Son kırmızı ışığımda gözlerim sağımdaki araca kaydı. Siyah araba camının arkasındaki iki genç surat beni ve arabamı iştahla süzmeye başladığında dürtüme kısa bir an için boyun eğmemin çok da kötü olmayacağına karar verdim. Sarı ışığa geçmeden önce yanımdaki arabaya meydan okudum. İki taraf da sabırsızca motorlarından ses çıkarıyordu.
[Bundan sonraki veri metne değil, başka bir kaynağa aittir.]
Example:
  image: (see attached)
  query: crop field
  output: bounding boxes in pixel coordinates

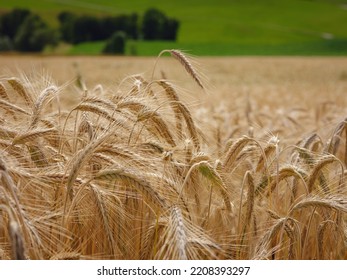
[0,0,347,56]
[0,53,347,260]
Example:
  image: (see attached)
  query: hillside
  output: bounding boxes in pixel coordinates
[0,0,347,55]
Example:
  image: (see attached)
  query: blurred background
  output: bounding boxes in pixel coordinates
[0,0,347,56]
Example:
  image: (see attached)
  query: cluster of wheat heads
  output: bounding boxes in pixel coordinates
[0,50,347,259]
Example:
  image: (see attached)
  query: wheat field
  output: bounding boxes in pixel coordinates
[0,53,347,260]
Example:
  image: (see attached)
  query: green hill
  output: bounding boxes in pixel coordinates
[0,0,347,55]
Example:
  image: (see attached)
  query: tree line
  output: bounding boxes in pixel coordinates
[0,8,179,53]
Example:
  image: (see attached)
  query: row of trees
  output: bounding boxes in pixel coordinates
[0,9,179,53]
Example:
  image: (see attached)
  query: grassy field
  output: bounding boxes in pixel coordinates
[0,0,347,55]
[0,51,347,260]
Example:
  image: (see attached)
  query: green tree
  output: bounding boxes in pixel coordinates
[14,14,58,52]
[103,31,126,54]
[142,8,166,40]
[0,9,32,40]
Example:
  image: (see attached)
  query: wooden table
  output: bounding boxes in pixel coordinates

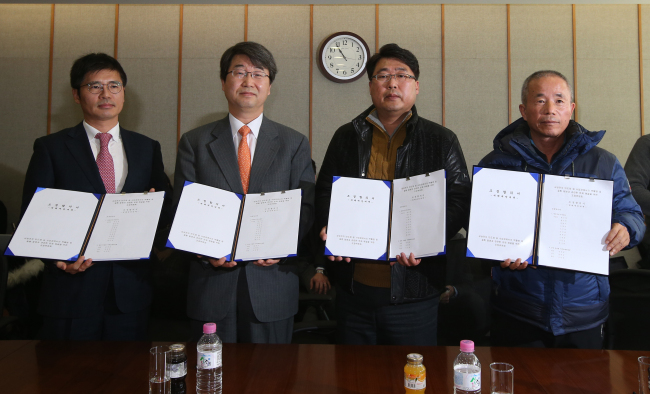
[0,341,643,394]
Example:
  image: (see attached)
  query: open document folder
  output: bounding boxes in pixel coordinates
[5,188,165,261]
[167,181,302,261]
[325,170,446,261]
[467,167,613,275]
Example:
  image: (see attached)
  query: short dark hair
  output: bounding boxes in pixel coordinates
[366,44,420,81]
[70,53,126,91]
[219,41,278,83]
[521,70,573,105]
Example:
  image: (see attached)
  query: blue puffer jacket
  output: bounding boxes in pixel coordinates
[479,118,645,335]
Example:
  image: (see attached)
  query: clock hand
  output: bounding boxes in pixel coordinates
[339,48,348,62]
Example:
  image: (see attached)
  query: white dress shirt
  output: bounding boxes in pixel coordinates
[228,113,264,166]
[83,120,128,193]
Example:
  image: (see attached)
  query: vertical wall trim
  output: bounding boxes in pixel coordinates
[113,4,120,59]
[375,4,379,53]
[47,4,54,135]
[571,4,579,122]
[506,4,512,124]
[176,4,183,149]
[309,4,312,153]
[244,4,248,41]
[637,4,645,135]
[440,4,446,126]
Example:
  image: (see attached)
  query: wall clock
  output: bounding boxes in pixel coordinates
[318,31,370,83]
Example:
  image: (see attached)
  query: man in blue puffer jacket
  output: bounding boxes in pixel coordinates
[479,71,645,348]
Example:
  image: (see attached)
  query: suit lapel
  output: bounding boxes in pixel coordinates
[208,117,244,194]
[65,122,106,193]
[121,127,142,192]
[248,116,279,193]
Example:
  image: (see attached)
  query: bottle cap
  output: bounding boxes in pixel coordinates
[406,353,424,364]
[203,323,215,334]
[460,339,474,353]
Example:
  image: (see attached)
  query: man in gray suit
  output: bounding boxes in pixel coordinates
[174,42,314,343]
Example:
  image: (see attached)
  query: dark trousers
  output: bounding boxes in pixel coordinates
[490,311,604,349]
[336,282,439,346]
[39,280,151,341]
[190,268,298,343]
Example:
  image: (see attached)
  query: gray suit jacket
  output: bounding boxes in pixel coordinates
[174,117,314,322]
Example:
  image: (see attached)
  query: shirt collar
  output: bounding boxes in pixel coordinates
[228,113,264,139]
[83,120,120,141]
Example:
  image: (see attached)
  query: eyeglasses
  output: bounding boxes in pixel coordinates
[228,70,269,80]
[372,74,417,83]
[81,81,122,94]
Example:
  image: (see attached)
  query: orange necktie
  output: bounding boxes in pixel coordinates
[237,125,251,194]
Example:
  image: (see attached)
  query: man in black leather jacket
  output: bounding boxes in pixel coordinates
[316,44,470,345]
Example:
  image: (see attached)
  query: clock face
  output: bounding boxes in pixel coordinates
[318,32,369,82]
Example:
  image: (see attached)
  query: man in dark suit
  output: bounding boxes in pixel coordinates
[22,53,171,340]
[174,42,314,343]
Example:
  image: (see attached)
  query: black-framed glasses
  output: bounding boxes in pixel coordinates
[228,70,269,80]
[372,73,417,83]
[82,81,122,94]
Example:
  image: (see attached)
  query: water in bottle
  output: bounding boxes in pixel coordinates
[454,339,481,394]
[196,323,222,394]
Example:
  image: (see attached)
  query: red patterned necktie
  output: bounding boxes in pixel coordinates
[95,133,115,193]
[237,125,251,194]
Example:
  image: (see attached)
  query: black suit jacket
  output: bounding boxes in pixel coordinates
[21,123,171,318]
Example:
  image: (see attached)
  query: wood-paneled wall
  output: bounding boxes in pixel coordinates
[0,4,650,225]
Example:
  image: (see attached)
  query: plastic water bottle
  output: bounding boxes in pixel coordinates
[454,339,481,394]
[196,323,222,394]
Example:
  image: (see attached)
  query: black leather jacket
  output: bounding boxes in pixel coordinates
[316,106,471,303]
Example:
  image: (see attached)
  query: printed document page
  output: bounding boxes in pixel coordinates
[390,170,446,259]
[6,188,101,261]
[537,175,613,275]
[167,182,242,261]
[325,177,390,260]
[85,192,165,261]
[235,189,302,261]
[467,167,540,263]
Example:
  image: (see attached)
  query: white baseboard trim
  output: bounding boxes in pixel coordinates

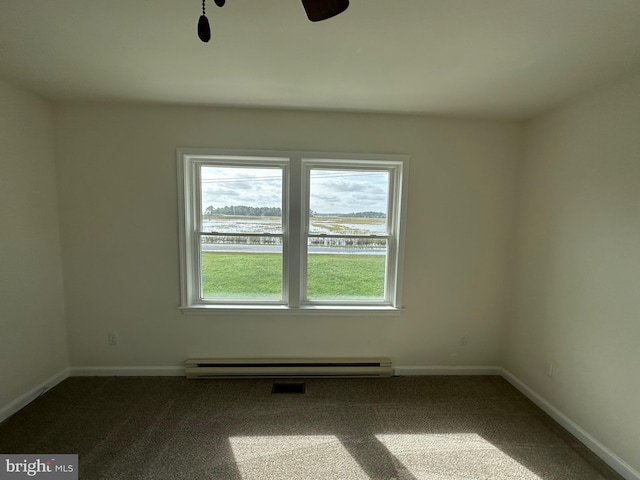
[393,365,502,377]
[0,368,69,422]
[502,369,640,480]
[70,366,184,377]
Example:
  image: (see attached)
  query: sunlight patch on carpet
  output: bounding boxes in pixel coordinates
[376,433,541,480]
[229,435,369,480]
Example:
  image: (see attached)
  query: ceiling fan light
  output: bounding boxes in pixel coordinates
[302,0,349,22]
[198,15,211,42]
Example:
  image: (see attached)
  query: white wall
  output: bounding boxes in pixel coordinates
[55,104,521,366]
[0,82,68,411]
[506,70,640,471]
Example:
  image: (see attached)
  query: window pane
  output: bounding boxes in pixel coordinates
[200,165,282,233]
[307,238,387,300]
[200,235,282,300]
[309,169,389,235]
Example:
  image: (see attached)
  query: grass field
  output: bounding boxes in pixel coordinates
[202,252,385,300]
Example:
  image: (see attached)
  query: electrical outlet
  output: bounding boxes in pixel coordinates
[545,361,553,377]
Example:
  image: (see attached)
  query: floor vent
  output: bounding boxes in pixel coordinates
[271,383,305,393]
[184,357,393,379]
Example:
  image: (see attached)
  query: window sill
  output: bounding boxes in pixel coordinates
[178,305,404,316]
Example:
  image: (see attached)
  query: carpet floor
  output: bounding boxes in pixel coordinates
[0,376,622,480]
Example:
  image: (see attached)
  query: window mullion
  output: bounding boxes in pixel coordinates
[283,158,305,308]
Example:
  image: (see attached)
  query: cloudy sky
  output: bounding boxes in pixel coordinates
[202,166,389,213]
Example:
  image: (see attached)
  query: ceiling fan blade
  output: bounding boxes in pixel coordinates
[302,0,349,22]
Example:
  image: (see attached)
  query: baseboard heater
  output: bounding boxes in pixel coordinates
[184,357,393,379]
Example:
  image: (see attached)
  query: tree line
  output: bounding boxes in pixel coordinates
[204,205,387,218]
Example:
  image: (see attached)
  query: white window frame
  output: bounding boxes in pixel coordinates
[177,148,409,315]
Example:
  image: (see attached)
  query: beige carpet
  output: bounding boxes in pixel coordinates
[0,377,621,480]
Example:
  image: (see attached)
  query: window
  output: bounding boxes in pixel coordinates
[178,149,408,313]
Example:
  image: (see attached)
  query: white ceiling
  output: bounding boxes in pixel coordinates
[0,0,640,118]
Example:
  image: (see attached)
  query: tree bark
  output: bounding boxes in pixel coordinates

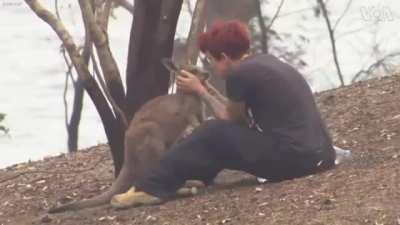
[126,0,182,120]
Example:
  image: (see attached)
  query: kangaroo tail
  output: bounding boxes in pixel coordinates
[48,166,133,213]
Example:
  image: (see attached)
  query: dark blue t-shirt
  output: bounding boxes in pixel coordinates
[226,54,332,153]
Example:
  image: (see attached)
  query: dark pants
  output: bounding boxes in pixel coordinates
[134,120,335,198]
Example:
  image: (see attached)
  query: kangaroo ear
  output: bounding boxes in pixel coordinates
[203,71,211,81]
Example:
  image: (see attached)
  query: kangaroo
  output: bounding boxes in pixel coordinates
[49,62,209,213]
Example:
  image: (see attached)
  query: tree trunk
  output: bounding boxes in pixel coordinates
[126,0,182,120]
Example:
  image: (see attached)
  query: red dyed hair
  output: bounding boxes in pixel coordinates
[198,20,250,59]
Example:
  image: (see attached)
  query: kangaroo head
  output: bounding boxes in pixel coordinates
[182,65,210,83]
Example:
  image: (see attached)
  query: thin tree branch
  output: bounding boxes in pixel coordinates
[333,0,353,32]
[351,52,400,83]
[267,0,285,31]
[256,0,285,53]
[317,0,344,86]
[182,0,207,65]
[91,51,129,129]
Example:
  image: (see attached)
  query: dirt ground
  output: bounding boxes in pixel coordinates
[0,75,400,225]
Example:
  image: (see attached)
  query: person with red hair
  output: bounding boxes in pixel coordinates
[111,21,336,208]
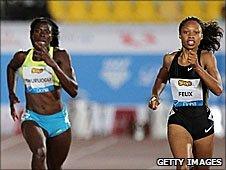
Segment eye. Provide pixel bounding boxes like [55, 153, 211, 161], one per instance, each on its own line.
[195, 31, 200, 34]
"Düşündüğüm şeyi yapayım deme!"
Jimin'in yüzüne baktım. Bana bakmıyordu. Dudak büktüm.
"Hadi ama, bunu da yapamayacaksam araba kullanmamın ne anlamı var ki?"
Cevap vermedi ama küçük bir tebessümle başını dert yanarmış gibi iki yana salladı.
Aldığım izinle sırıtarak yerimde kıpırdandım. Başımı ışığa çevirdim. Sarı renge dikkat kesildim Yeşil ışıkla neredeyse aynı anda gaza bastım.
Mükemmel bi kalkıştı!
Siyah araba saniyeler içinde metrelerce uzağımda kaldığında, bu hız o kadar hoşuma gitmişti ki, ayağımı gazdan çekmeden şehir sınırına kadar gidebilirdim.
"Sakin ol kovboy!"
Jimin'in parmakları direksiyona dokunup azami hız sınırına düşmeme sebep oldu. Ama yine de az önce zaferimden dolayı mutluydum.
Yanaklarımı acıtacak kadar sırıtırken, ukala öğretmenim pek de etkilenmemişti. Ama istediğim yere gelip yanaşmaya başladığım an ukala bakışları silindi. Yerinden doğrulup kaşlarını çattı.
"Ne işimiz var burada?"
Sesinde artık sadece merak değil, bilinmeyenin verdiği huysuzluk da vardı. Arabayı bana gösterilen yere çektiğimde frene basıp huysuz bakışlarına döndüm. Sorusunu tekrarladı.
"Burada ne işimiz var ve neden böyle tuhaf davranıyorsun Roseanne?"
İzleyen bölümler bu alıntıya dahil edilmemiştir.